Future of French Wheelchair Basketball

article Arnaud Davire (Fr.)
video Pedro Nolasco Ndong Obama (Sp.)

Talence, un exemple de diversité appliqué au sport

La politique de développement décidée par la Fédération Française Handisport en 2010 a eu pour conséquence la mise en place de deux centres d’entraînement nationaux dédiés aux jeunes talents. Le premier implanté à Vichy est consacré à la natation, le second accueille une dizaine de jeune joueurs de basket fauteuil à Talence, près de Bordeaux. Ces deux centres intégrés au sein de Centre de ressources, d’expertise et de performance sportives  (CREPS) sont des exemples d’intégration appliquée au sport. Visite à Talence avec les jeunes du Centre Fédéral de basket fauteuil.

Les Jeux Paralympiques de 2020 se préparent à Talence pour le basket fauteuil tricolore. La dizaine de jeunes joueurs a pris possession des lieux à la rentrée scolaire 2010. Entre salle de cours et terrain d’entraînement, les jeunes handicapés sont soumis au même régime que leur homologues valides. 22 fédérations ont installé leur pôle de haut niveau au CREPS d’Aquitaine. Ici avec le temps les regards ont changé, comme nous en fait part l’entraîneur de ces joueurs, Frédéric Roeland « Je raconte souvent cette anecdote. La première année, en réunion de professeurs quand je demandais des précisions sur le comportement des jeunes en cours on ne faisait pas de critiques. Aujourd’hui les choses sont bien différentes. On n’hésite pas à me faire part des écarts de comportement. Ils sont désormais traités comme des pensionnaires lambda ».

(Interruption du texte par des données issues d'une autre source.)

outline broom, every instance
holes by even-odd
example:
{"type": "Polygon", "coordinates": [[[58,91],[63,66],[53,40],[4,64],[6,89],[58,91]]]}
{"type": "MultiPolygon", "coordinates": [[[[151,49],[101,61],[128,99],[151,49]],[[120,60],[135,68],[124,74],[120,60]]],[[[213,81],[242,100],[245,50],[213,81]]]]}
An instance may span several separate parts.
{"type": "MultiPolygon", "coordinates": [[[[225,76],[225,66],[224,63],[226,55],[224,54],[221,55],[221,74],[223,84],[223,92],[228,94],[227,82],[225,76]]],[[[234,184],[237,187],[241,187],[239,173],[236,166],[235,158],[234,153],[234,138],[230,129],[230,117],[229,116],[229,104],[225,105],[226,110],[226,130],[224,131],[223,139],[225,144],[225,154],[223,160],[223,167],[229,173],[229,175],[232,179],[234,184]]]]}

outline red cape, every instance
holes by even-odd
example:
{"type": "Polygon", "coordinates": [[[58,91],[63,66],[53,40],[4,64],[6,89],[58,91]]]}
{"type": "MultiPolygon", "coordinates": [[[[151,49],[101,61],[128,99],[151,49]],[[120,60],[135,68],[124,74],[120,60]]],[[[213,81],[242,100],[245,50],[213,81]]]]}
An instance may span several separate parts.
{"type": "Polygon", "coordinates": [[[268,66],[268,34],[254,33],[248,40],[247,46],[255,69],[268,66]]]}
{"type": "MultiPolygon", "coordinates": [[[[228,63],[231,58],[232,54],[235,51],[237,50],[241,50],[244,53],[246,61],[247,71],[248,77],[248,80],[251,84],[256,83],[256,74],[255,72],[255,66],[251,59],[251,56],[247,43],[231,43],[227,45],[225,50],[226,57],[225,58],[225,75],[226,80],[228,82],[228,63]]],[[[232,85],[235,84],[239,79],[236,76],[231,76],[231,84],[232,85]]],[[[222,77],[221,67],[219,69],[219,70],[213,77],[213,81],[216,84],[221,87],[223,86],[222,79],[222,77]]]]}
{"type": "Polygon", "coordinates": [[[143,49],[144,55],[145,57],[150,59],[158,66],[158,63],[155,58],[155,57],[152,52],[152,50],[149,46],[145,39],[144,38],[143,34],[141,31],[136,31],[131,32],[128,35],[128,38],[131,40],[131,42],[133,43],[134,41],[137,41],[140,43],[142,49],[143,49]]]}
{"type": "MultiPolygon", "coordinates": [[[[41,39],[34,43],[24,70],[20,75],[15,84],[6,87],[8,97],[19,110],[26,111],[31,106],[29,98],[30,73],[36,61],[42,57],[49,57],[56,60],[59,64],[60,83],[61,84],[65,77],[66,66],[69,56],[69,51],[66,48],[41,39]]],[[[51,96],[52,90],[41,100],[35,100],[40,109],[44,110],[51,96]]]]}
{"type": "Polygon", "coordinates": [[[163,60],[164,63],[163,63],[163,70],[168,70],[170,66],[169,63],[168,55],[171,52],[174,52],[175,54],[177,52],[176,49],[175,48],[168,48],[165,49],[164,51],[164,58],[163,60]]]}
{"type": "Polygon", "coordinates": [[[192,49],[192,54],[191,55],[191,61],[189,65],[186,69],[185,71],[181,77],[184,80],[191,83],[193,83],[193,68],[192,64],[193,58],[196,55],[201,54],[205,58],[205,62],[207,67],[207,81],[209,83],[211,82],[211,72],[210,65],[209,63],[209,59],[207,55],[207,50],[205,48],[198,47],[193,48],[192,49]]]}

Du côté des jeunes la perception de leur intégration est légèrement différente. Sydney Attiogbe, 19ans et paraplégique est pensionnaire depuis l’ouverture du pôle. Il ne semble pourtant ne pas avoir rencontré de grandes difficultés d’adaptation « Au départ c’était compliqué. C’était la première fois que je partais loin de ma famille. Il a fallu s’adapter, être plus autonome. Mes rapports avec les pensionnaires extérieurs à notre groupe n’ont pas été compliqués. J’ai senti une curiosité de leur part. Mais pas une curiosité malsaine. Juste une envie d’en savoir plus sur nous. Aujourd’hui personne ne se pose de question sur mon handicap. Je suis considérer comme un pensionnaire à part entière ».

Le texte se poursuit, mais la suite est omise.